Agnes paused. Her house rent flashed through her mind. Mr Soni, The Caretaker, got free sex two days ago because she didn’t have the seventy thousand Naira rent she paid per annum. Coming for weeks of free sex was his annual pattern under the pretext of diligently pursuing rent collection on behalf of the landlord, and he would take a whole day eating her food, snoring and having sex. This fifty thousand could save her all that embarrassing loss.

“You dey give me dat money?” Agnes asked, reaching out to touch the wad of money.

“Yes,” he responded. “That is my housing allowance which they pay us every year.”

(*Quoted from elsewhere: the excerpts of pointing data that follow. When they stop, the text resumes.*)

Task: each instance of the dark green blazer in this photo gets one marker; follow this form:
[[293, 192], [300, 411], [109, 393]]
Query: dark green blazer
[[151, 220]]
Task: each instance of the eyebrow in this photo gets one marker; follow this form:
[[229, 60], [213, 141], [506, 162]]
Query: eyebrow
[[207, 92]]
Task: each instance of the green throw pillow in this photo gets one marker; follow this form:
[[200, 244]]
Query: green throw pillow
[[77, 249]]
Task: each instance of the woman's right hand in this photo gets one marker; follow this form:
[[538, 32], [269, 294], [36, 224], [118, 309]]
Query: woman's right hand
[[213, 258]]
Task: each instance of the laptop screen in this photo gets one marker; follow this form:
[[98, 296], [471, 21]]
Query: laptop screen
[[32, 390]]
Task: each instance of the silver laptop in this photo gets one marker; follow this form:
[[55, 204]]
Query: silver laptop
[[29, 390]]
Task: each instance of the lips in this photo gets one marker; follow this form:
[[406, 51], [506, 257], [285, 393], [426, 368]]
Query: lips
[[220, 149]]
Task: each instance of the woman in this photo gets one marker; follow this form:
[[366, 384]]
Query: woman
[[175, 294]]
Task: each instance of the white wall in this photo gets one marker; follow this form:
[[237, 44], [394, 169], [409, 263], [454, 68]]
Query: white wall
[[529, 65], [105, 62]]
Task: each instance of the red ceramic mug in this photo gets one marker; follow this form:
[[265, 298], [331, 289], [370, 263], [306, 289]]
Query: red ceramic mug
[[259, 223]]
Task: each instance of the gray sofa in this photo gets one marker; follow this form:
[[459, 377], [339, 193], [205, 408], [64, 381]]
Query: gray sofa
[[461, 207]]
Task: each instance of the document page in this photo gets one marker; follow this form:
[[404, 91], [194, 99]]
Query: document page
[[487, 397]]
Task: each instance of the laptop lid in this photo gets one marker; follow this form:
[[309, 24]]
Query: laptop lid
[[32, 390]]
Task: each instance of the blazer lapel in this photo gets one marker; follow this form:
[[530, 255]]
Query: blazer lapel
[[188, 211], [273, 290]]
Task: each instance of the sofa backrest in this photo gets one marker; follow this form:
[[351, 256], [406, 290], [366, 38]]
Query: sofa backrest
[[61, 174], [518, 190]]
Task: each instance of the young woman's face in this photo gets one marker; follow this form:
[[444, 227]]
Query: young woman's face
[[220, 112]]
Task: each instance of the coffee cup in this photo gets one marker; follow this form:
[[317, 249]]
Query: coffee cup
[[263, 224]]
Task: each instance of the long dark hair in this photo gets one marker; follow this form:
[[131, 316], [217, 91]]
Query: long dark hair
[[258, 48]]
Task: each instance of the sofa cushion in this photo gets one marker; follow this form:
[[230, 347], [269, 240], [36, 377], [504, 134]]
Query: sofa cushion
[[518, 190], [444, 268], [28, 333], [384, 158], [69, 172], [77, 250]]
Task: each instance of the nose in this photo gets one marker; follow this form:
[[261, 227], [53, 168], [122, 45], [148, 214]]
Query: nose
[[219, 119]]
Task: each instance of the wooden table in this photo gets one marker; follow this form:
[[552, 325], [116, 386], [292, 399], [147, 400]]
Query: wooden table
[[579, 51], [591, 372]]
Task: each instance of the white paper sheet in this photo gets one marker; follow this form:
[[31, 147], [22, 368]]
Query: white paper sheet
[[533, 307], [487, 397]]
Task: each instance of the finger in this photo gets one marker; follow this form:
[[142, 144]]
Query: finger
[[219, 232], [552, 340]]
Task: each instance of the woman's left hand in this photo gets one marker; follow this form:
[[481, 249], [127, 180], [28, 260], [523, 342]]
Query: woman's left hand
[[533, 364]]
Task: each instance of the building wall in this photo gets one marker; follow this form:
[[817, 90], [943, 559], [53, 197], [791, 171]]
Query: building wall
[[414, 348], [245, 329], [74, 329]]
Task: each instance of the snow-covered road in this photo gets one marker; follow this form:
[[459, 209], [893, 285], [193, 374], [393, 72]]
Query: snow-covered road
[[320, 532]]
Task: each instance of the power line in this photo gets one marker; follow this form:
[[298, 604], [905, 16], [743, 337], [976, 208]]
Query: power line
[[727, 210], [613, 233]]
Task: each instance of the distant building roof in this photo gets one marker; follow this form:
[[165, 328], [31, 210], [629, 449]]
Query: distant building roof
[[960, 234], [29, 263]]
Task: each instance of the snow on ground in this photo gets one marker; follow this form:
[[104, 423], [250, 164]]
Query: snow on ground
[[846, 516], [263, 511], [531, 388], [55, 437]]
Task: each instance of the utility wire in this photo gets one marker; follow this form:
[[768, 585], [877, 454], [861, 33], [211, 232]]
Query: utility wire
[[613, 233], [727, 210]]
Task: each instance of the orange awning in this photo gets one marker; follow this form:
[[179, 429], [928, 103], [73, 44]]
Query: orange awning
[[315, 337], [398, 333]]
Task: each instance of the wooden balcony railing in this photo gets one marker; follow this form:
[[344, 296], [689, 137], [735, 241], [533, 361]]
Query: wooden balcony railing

She took the money and kissed him full in the mouth. “I dey come,” she said in the most sensual tone she could muster while drawing a finger down his chest.

Inalegwu watched her slide out of the room, his chest stuffed with rumpled excitement and anxiety.

An hour later, he was sprawled on her breasts snoring like The Caretaker, but unlike The Caretaker who always used the condom, Inalegwu didn’t. Agnes did, but she wouldn’t know how much protection she’d get in her first attempt at using a female condom. Hopefully, the fool snoring atop her now didn’t notice.